The issue has sharpened this winter for a simple reason: money. The State Government's Regional Arts Fund, which supports digitisation projects across Victoria, closes its next funding round on August 15, 2026. Institutions that want to use those grants to clean up their collections need to have a plan in place before that date — not just for storing images, but for deciding which copies to keep, which to discard, and who owns the master file.

Why the Backlog Matters Now

Digital storage is not free. Estimates from the Public Record Office Victoria place average cloud storage costs for regional councils at between $4,000 and $12,000 a year depending on volume, and those figures climb sharply once collections pass the 500,000-file threshold. Several Bendigo institutions are approaching or have crossed that point. Duplicate images — often created when files are scanned multiple times, migrated across systems, or shared between departments without a central registry — can represent 20 to 40 percent of a collection's total footprint, according to sector guidance published by the Australian Society of Archivists in its 2024 digital stewardship framework.

The problem is particularly acute for Aboriginal cultural heritage records. The Dja Dja Wurrung Clans Aboriginal Corporation, which holds custodial responsibilities across much of the Bendigo region, has been working with local councils to ensure that digitised cultural materials are not inadvertently duplicated across public databases — a process that carries both legal and cultural weight under Victoria's Aboriginal Heritage Act 2006. Getting the de-duplication process wrong in this space does not just waste storage money; it risks creating legally non-compliant records or stripping context from sensitive materials.
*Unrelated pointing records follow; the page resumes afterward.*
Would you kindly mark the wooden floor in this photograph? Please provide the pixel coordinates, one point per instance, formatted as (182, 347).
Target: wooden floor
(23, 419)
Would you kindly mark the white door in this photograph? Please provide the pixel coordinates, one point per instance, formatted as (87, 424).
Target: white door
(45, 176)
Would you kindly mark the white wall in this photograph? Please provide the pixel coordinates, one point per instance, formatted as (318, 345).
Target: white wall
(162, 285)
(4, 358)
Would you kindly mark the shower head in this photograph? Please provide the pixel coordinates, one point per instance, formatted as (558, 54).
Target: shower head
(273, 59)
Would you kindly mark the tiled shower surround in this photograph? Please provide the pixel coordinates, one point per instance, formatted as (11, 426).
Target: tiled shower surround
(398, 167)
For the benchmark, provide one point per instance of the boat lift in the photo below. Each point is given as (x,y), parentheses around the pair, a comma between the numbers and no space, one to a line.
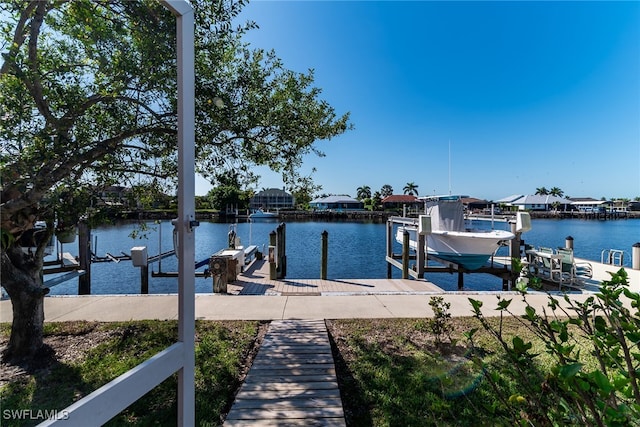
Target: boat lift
(421,256)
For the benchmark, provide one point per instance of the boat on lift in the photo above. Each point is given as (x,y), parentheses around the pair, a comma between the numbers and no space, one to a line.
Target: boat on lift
(260,214)
(449,240)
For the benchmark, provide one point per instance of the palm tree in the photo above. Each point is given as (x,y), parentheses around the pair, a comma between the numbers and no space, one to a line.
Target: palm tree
(555,191)
(363,192)
(386,190)
(542,191)
(411,188)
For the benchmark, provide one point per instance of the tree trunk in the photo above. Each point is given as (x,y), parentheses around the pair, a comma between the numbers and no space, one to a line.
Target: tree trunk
(22,279)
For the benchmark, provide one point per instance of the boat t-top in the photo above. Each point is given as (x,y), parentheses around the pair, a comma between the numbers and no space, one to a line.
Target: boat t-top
(448,238)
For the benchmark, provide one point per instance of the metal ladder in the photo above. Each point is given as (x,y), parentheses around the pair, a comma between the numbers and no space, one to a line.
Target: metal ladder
(612,257)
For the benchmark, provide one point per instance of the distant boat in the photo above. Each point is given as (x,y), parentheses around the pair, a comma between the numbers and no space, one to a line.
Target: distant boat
(449,240)
(260,214)
(30,239)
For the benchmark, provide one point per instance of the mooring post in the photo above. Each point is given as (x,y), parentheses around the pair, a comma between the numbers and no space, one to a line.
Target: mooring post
(635,256)
(514,248)
(282,251)
(405,254)
(389,247)
(84,255)
(568,242)
(144,279)
(140,258)
(324,254)
(272,255)
(218,268)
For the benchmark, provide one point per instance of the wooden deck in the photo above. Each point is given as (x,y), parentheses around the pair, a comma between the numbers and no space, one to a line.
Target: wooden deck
(292,380)
(255,281)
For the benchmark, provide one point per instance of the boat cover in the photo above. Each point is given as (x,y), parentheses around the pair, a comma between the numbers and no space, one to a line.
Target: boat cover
(446,215)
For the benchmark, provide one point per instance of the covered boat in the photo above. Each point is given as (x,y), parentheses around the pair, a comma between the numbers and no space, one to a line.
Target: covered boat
(449,240)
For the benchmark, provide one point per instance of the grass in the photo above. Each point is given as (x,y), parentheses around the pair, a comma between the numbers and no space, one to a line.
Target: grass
(221,351)
(390,371)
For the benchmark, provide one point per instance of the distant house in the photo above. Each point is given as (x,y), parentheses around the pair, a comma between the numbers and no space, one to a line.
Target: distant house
(337,204)
(113,195)
(536,202)
(473,205)
(272,199)
(587,204)
(399,201)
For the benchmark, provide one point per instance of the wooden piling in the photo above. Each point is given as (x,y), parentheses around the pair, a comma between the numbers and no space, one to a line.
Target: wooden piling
(405,254)
(282,251)
(144,279)
(218,268)
(389,247)
(324,254)
(272,256)
(84,255)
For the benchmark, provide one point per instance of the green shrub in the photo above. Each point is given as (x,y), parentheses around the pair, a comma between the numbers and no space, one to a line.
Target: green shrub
(573,389)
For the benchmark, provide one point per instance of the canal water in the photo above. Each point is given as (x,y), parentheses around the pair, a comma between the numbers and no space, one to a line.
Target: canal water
(356,250)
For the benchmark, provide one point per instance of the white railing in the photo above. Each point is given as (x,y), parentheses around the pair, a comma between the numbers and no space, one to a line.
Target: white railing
(112,398)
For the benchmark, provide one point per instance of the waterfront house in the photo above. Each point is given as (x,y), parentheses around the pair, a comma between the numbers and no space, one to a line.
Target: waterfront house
(588,204)
(272,199)
(536,202)
(337,204)
(400,201)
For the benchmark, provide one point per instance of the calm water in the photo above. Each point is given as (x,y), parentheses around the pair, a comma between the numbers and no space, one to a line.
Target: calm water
(356,250)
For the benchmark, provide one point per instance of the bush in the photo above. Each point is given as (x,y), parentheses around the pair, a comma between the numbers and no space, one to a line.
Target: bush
(593,378)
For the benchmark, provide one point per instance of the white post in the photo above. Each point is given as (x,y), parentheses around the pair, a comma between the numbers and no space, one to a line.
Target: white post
(186,207)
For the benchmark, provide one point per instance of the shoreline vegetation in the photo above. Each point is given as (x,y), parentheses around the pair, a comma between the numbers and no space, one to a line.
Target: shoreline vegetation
(167,214)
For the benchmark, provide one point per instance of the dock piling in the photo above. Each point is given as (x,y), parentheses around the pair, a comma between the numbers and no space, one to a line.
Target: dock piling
(405,254)
(324,254)
(84,258)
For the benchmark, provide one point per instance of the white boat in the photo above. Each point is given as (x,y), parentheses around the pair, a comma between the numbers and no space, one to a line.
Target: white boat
(449,240)
(260,214)
(30,239)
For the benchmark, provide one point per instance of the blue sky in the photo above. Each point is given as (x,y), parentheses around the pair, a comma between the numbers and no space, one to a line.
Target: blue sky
(522,94)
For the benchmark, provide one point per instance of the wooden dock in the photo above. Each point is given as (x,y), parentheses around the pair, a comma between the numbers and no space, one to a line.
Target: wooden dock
(292,380)
(255,281)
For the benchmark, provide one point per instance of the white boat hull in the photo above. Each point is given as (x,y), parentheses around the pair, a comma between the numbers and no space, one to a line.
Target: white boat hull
(469,249)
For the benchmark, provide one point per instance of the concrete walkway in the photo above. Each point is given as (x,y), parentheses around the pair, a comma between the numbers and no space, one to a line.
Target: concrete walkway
(299,299)
(292,381)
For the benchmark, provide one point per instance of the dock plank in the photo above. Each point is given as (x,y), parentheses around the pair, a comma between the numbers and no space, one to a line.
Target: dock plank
(292,380)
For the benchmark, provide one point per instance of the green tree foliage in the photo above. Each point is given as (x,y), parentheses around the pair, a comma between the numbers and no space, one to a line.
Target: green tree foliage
(411,188)
(574,392)
(363,192)
(88,96)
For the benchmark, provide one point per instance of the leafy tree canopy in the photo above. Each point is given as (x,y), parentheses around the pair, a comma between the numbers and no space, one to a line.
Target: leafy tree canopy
(88,99)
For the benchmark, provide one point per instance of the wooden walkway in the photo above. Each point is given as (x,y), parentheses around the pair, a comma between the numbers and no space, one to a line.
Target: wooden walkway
(255,281)
(292,381)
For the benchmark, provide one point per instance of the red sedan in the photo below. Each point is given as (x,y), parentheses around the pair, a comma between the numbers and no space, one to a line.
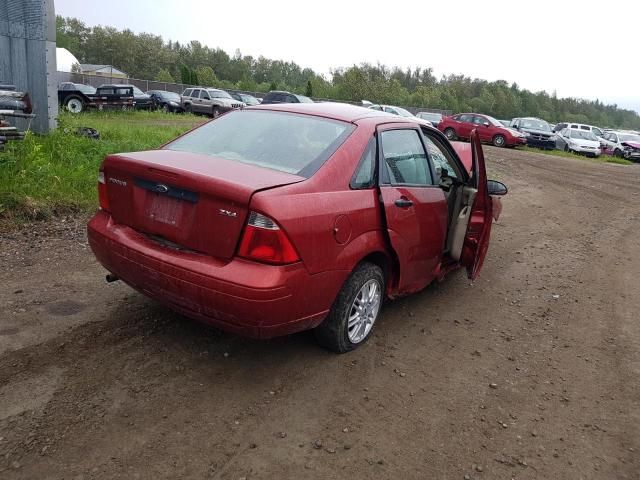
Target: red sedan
(489,129)
(281,218)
The Decisions That Can't Be Deferred

Three choices are sitting on desks across Bendigo right now. First, institutions need to decide whether to run de-duplication algorithmically — using software that identifies pixel-identical or near-identical files — or manually, which is slower but catches cases where two images look the same but carry different metadata, provenance notes or rights information. La Trobe University's Bendigo campus, which houses a media and communications faculty on Edwards Road, has offered technical advisory support to local councils on exactly this kind of workflow question, though no formal agreement has been publicly announced.

Second, organisations need to settle on a master file standard. TIFF files at 600 DPI are the current benchmark for archival-quality images under the National Archives of Australia's digital preservation policy, but many institutions in regional Victoria still hold large volumes of JPEG-only collections from early 2000s digitisation drives. Choosing a master standard now determines what gets migrated and what gets flagged for re-scanning.

Third — and most politically fraught — is the question of who controls the consolidated master collection when multiple organisations contributed to building it. The Bendigo Art Gallery's permanent collection includes works photographed by both council staff and external contractors over a period of more than 20 years. Ownership of the resulting image files has not always been clearly documented.

The August 15 Regional Arts Fund deadline gives institutions roughly six weeks to assemble a coherent proposal. Those that arrive at that date without a de-duplication policy risk having grant assessors question whether the organisation can manage a new digitisation project responsibly. The Mundy Street archives centre and the View Street gallery have both indicated to council working groups that they intend to submit applications, according to agenda papers from the June 2026 City of Greater Bendigo ordinary meeting. Whether they apply jointly or separately will signal a great deal about how seriously local institutions are taking the coordination problem at the centre of this debate.